Monitoring Progress: Response to Intervention's Promise and Pitfalls
Response to Intervention (RTI) has become a buzzword in both general education and special education circles—yet understanding of the approach remains superficial. Enter this EdWeek special report, which serves as a solid primer on what RTI is, why it’s used, and what some of its common pitfalls are. As articulated in the series of articles, RTI is an instructional technique that educators use to assist students with academic or behavioral problems; it entails providing these students with tiered and increasingly intensive instruction to address problems in their infancy.

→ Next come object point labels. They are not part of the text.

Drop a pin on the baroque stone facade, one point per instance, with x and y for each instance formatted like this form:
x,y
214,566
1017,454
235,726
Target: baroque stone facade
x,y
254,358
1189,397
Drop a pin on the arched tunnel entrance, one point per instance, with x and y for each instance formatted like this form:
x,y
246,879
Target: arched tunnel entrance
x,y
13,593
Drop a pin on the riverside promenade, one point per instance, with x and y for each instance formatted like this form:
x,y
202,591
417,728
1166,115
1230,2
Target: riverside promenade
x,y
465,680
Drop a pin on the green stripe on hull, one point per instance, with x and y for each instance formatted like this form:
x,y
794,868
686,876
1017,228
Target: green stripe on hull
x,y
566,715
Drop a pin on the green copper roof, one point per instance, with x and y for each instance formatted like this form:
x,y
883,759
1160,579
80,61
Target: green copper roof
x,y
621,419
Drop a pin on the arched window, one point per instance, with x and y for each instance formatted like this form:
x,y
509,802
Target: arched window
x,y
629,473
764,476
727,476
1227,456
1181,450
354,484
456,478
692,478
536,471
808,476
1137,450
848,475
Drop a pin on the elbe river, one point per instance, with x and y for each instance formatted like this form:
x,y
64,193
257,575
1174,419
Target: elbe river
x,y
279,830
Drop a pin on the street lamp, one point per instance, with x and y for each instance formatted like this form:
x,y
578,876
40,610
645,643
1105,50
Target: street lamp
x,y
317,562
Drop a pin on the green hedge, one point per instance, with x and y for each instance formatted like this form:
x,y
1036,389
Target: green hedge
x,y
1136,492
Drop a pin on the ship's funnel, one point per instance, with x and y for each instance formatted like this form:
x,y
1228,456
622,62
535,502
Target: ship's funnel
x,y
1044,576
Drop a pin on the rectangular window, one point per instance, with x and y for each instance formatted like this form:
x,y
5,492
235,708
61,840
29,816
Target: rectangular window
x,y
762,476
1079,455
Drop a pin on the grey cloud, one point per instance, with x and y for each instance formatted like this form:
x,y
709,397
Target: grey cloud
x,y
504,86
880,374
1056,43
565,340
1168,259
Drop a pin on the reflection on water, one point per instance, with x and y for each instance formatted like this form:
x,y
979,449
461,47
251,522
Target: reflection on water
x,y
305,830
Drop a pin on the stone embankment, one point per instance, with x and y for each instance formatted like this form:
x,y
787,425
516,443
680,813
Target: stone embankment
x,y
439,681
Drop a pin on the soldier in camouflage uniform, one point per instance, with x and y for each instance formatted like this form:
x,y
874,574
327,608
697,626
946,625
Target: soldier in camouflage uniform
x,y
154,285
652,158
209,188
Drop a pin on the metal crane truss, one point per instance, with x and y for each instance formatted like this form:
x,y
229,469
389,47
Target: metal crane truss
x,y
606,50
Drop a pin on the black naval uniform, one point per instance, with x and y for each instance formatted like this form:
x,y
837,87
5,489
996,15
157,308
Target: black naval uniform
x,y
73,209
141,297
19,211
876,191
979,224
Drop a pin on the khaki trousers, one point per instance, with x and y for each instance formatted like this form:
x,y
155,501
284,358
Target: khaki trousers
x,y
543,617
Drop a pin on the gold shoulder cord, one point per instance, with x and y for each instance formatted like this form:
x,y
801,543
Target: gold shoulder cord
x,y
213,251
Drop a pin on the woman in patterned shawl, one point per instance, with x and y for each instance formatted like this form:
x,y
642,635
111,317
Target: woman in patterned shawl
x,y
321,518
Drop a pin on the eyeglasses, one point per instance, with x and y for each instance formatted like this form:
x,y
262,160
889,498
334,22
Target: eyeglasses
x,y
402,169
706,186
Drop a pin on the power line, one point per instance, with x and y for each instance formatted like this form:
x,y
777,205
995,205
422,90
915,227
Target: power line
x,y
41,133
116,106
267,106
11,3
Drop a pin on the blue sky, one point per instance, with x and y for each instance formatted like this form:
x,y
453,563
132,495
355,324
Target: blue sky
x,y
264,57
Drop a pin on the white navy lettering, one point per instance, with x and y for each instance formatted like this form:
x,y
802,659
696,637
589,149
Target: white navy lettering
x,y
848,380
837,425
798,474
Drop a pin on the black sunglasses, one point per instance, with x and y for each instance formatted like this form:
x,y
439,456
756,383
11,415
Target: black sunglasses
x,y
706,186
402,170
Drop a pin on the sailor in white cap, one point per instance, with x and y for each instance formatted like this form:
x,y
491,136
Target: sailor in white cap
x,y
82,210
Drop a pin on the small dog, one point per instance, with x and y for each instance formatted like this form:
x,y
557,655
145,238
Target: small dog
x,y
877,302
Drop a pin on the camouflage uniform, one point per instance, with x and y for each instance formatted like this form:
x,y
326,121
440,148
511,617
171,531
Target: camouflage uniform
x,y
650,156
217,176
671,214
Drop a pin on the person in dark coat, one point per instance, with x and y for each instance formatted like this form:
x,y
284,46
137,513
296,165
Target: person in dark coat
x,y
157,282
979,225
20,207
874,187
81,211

RTI first appeared on the scene as a special education diagnostic tool, and is now utilized in the gen ed setting as a preventive measure for a host of potential student hang-ups, both academic and behavioral. Yet despite the popularity of RTI, obstacles remain: Few education schools adequately prepare teachers to effectively use RTI, and some parents have reported that RTI led to unnecessary delay in special education identification. Further, RTI’s fluidity can cause districts ire, as appropriately doling out funding for the effort (often between Title I and special education coffers) gets awkward. In the end, though, the greatest obstacle facing RTI is the dearth of research conducted on the topic. The report notes that, while RTI has gained many advocates, no rigorous study of the entire RTI model has ever been conducted. And though special education numbers have decreased as RTI has expanded its reach, a definitive link between the two has yet to be proven. Though many agree that an RTI-like approach is simply good teaching, we won’t know how good for some time yet.
Education Week, “Monitoring Progress: Response to Intervention’s Promise and Pitfalls” (Bethesda, MD: Education Week, March 2011).